First, pursuing novel biology becomes an economic necessity. When the industry can distinguish high-risk novelty from low-risk novelty and pursue the latter deliberately, the opportunity surface bends. That is how real progress happens.
Second, smaller opportunities become fundable. When risk can be priced, the risk-reward calculus no longer demands a blockbuster for a drug to be worth pursuing. Subtypes become viable. Rare diseases become viable. Personalized medicine is within reach.
Third, and this is the only measure that ultimately matters, we reach cures faster. It will still take time. But the 500-year timeline compresses. Every program not funded that was set up to fail is the opportunity to fund a program that might succeed. Every year we shave off that horizon is decades of suffering we did not let happen.
We believe that the missing piece is a disciplined, quantitative way to underwrite biology; this is the single most important lever towards a world without disease.
Pheiron is an applied AI lab dedicated to biological alpha.
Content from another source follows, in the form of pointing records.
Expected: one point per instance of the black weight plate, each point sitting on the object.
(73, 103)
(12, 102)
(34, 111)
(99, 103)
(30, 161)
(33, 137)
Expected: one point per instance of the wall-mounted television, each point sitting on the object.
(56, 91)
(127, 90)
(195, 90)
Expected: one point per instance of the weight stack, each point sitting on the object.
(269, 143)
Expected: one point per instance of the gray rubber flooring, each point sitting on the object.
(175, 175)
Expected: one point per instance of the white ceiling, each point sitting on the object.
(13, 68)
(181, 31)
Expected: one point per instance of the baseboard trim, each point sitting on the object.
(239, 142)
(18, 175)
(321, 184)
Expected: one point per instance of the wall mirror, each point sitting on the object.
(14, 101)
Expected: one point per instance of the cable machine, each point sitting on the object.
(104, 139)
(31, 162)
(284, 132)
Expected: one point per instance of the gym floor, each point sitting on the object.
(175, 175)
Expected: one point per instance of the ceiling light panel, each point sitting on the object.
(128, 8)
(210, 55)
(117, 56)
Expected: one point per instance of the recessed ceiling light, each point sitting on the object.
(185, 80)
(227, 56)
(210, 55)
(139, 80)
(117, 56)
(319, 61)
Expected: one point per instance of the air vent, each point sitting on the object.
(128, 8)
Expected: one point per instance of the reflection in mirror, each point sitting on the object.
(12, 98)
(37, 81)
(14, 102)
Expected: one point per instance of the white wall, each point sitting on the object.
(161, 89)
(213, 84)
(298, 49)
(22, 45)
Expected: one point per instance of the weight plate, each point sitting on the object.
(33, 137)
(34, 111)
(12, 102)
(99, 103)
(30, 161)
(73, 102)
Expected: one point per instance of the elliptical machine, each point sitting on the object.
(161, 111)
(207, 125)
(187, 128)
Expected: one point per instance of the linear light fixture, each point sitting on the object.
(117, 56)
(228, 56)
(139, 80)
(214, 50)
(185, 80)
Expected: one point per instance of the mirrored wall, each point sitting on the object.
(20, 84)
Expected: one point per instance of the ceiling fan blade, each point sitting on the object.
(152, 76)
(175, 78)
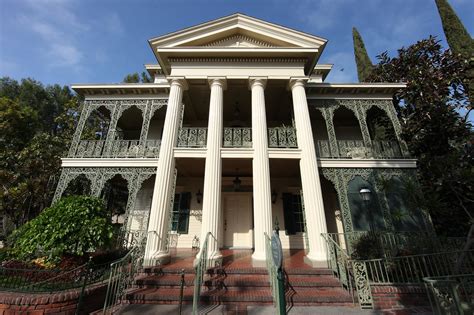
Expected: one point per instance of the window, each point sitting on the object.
(293, 213)
(180, 215)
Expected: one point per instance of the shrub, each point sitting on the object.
(73, 225)
(368, 246)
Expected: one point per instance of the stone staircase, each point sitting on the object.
(238, 286)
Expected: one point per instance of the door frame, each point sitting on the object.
(250, 206)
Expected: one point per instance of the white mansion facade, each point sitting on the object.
(239, 133)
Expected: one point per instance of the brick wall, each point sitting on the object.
(64, 302)
(400, 299)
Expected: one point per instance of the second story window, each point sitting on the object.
(180, 215)
(293, 213)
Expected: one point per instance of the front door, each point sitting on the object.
(238, 231)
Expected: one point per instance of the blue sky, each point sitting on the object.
(92, 41)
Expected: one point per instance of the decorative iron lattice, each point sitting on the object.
(356, 149)
(192, 137)
(340, 177)
(359, 107)
(98, 176)
(110, 146)
(282, 137)
(237, 137)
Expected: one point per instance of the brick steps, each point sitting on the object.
(239, 286)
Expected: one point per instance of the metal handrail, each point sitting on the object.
(200, 269)
(451, 294)
(339, 261)
(275, 272)
(122, 275)
(405, 270)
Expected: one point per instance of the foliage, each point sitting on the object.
(457, 36)
(459, 41)
(137, 78)
(367, 246)
(36, 127)
(436, 134)
(364, 65)
(74, 225)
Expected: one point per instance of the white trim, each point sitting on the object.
(199, 153)
(350, 96)
(236, 154)
(369, 163)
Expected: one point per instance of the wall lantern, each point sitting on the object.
(365, 194)
(274, 196)
(237, 181)
(199, 196)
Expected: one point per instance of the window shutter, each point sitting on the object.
(290, 225)
(184, 208)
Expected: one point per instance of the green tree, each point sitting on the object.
(74, 225)
(456, 34)
(436, 134)
(460, 42)
(137, 78)
(364, 65)
(36, 127)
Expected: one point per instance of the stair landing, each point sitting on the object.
(238, 283)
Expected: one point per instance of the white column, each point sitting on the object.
(312, 194)
(156, 248)
(211, 203)
(262, 204)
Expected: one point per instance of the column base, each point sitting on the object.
(214, 259)
(259, 260)
(156, 259)
(317, 260)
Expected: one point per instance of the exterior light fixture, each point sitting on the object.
(237, 181)
(199, 196)
(365, 194)
(274, 196)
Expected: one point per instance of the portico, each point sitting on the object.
(238, 133)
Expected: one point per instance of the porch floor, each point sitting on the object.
(239, 259)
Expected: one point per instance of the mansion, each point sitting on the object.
(240, 134)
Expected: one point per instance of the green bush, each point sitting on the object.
(73, 225)
(368, 246)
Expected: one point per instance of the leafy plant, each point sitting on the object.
(73, 225)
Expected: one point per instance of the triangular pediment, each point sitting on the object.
(238, 30)
(238, 40)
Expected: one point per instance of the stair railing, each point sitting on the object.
(338, 261)
(122, 275)
(274, 258)
(200, 269)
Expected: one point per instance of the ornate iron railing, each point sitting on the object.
(237, 137)
(40, 280)
(275, 271)
(338, 259)
(453, 295)
(192, 137)
(393, 243)
(356, 149)
(407, 269)
(282, 137)
(122, 274)
(200, 270)
(120, 149)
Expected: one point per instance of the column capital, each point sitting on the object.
(297, 81)
(179, 81)
(254, 81)
(222, 81)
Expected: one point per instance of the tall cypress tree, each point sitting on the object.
(457, 36)
(460, 42)
(364, 65)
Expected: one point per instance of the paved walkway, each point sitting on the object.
(144, 309)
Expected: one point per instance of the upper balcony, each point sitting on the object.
(356, 129)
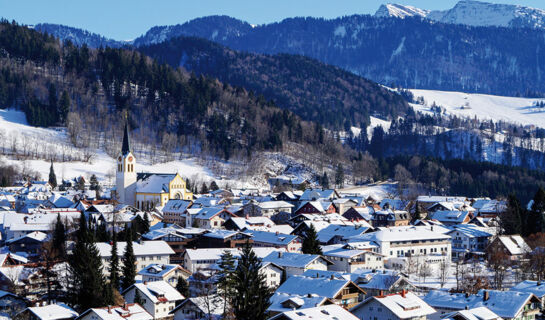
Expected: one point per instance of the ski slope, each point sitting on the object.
(484, 107)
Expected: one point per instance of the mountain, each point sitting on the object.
(78, 36)
(473, 13)
(315, 91)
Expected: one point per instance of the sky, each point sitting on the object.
(128, 19)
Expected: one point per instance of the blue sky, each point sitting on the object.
(127, 19)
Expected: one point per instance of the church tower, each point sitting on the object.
(125, 174)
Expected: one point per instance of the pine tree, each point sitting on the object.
(214, 186)
(59, 238)
(311, 245)
(114, 264)
(87, 283)
(253, 295)
(52, 177)
(129, 265)
(225, 278)
(183, 287)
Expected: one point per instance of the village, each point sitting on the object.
(323, 253)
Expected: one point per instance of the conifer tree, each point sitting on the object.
(87, 283)
(253, 295)
(52, 177)
(114, 264)
(129, 265)
(183, 287)
(59, 238)
(311, 245)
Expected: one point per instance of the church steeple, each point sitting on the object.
(126, 148)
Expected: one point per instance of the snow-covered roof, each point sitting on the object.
(404, 305)
(514, 244)
(158, 291)
(131, 311)
(291, 259)
(53, 312)
(328, 312)
(272, 238)
(143, 248)
(479, 313)
(535, 287)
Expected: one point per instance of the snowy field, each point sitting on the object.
(484, 107)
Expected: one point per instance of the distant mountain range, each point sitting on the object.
(473, 13)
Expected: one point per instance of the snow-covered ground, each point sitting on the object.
(484, 107)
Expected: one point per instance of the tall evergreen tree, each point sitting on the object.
(114, 264)
(253, 294)
(87, 283)
(52, 177)
(129, 265)
(59, 238)
(311, 245)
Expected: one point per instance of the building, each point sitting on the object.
(158, 297)
(403, 305)
(145, 190)
(145, 252)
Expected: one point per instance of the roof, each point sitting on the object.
(132, 311)
(142, 248)
(54, 311)
(329, 312)
(404, 305)
(496, 301)
(479, 313)
(514, 244)
(291, 259)
(153, 182)
(321, 286)
(272, 238)
(157, 291)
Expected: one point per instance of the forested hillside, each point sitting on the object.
(315, 91)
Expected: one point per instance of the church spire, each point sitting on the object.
(126, 148)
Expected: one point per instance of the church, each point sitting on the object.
(145, 190)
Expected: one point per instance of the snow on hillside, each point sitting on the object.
(484, 107)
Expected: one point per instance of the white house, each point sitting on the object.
(158, 297)
(403, 305)
(145, 252)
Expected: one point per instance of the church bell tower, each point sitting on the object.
(125, 174)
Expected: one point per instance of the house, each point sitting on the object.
(204, 307)
(339, 290)
(349, 260)
(317, 207)
(132, 311)
(537, 288)
(169, 273)
(335, 234)
(266, 208)
(403, 305)
(479, 313)
(297, 263)
(158, 297)
(513, 246)
(223, 239)
(174, 211)
(291, 243)
(452, 217)
(522, 305)
(468, 240)
(327, 312)
(145, 252)
(58, 311)
(389, 218)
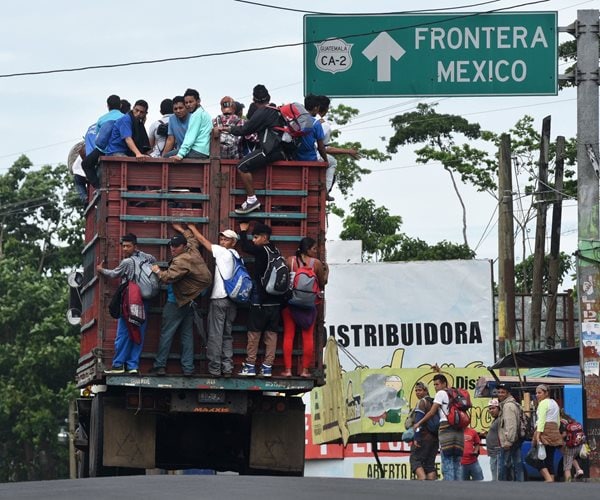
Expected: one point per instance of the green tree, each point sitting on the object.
(524, 272)
(349, 170)
(525, 144)
(438, 132)
(374, 226)
(381, 237)
(40, 239)
(409, 249)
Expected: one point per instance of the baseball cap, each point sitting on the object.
(177, 240)
(260, 228)
(227, 104)
(229, 233)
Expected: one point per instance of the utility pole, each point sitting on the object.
(554, 260)
(506, 251)
(540, 237)
(586, 32)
We use it to select and develop our own drug programs: identify mispriced opportunities, execute with conviction, and compound that advantage program after program to dramatically increase the drug-per-dollar output. This will allow us to break Eroom’s law5 and accelerate towards a world without disease.
If you’re a patient, or love someone who is, the wait you’re living through isn’t inevitable.
If you are a scientist, a drug hunter, a decision maker, a capital allocator, or someone who has spent long nights wondering if biology will translate: we would like to work with you.
Five hundred years is too long. Let’s get to work.
References
There are ~10,000 known diseases. 40-60 new drugs are approved per year, but of those only 10-20 are genuinely new, the rest are me-too’s aimed at market share not novelty.
Algorithmic trading, the replacement of human economic intuition with computers, gave rise to Renaissance Technologies, which is widely regarded as the most successful fund and arguably one of the most valuable technology platforms of all time.
Read our blog post on the ability of LLMs to predict unseen trial outcomes. Naive LLMs are weak alpha generators. https://blog.pheiron.com/p/llm-bench
Retrospective analysis on phase transitions of target-indication rates. Technical Report in preparation. For comparison: human genetic evidence is known to increase a program’s probability of success by 2 to 4x (Minikel, 2024)
Eroom’s Law is the observation that drug discovery is becoming slower and more expensive over time, with the inflation-adjusted cost of developing a new drug roughly doubling every nine years since the 1950s.